I got nothing like that in me.

So I take my forearm, sweep

it across all you ever said before

but it doesn’t matter. The sound

of 100,000 crystalline words

shattering

can’t cover up the echo

the thrill of your voice



Circe in Business

I wear all black, a high-necked frock,

and a straw hat to thwart the southern sun.


My plants, such lovelies, in rows

taller than I, bow now in summer


breeze. They forget how deadly

they are in their beauty, waxy


berries bright, leaves trembling.

I’ve made quite a name for myself.


Flowers in high violets, yellows and other

likely hues, (those colors are suspect


those colors are a bruise.) But no

matter. I wear leather gloves,


pinch those flowers and berries

at the base. Apply a little heat to help


the harm along. Women come to see

me when rage vignettes their vision,


walk along my wares, smooth their hands

over the glass bottles and decide just


how he should go. I don’t do gentle,

so you won’t find any soporifics.


Hemlock, certainly, if you’d like

to watch him gasp, or belladonna


to sink him into a delirium, dilate

his pupils as though he were tumbling


in love again, but by then could

you bear it?

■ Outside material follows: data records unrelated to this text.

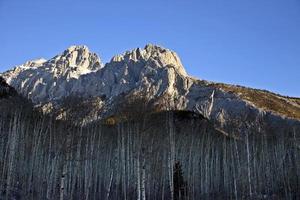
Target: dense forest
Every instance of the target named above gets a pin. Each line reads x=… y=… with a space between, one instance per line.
x=159 y=155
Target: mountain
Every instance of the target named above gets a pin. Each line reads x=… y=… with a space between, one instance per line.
x=139 y=127
x=76 y=85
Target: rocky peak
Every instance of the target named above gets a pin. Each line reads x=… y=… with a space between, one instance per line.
x=5 y=89
x=159 y=56
x=78 y=58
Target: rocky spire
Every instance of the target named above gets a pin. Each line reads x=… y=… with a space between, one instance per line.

Wolfsbane hurts,


as I understand it, stirs up the belly,

sends saliva to froth in his mouth.


I don’t need magic anymore

so it’s lucky I don’t have it.


This, my dear, is true,

for every one of you

who seek me and weep:

Later in your Paris Green parlor


you’ll look in the mirror

and see a face tight with triumph,


wild eyes dark and bird-bright.

Mark me. Not more than a drop


to stop his heart. And don’t get

caught. Get even.



Quarry

Why do you want to talk now?

I’m barefoot, dusty and bleeding.

I replenish my stones.


I speculated so long in labored silence . . .


When I realized the weight of all these words unsaid,

when the chasm growled between us, filled with cruelty

and doubt I still couldn’t shout

and I couldn’t scream or say anything true or fraught.


I tossed a rock down into the yawn below

(where our pressure broke the yard),

watched that rock fall and gather pebbles

and momentum and felt bored. You rendered me

irreverent, chained to a shrug and a hum.


You once whispered kindness but

now you are a wooden placard

hanging haphazard over my front door:

“Abandon All Hope Ye Who Enter Here”

burned into the grain.


This morning my back porch opens into this canyon.


It’s not powerlessness, or fear, but rather an

unbecoming. Eyes burning across the crisis

until they fade into embers of distance. ‘Til

calamity supersedes life and you and me


and we failed to be.

All this earth over our bones.


All that time.


We replenish our stones.

A born and bred Oklahoman, Jennifer Leigh Stevenson loves the backroads. She began writing poetry in ninth grade, studied music and theater at University of Central Oklahoma and wound up (somehow) in banking. For years she scribbled lines on napkins and wrote rhymes on the back of receipts, until she realized she wanted to be a writer more than anything. This marks Jennifer’s second time to be published in Sixfold.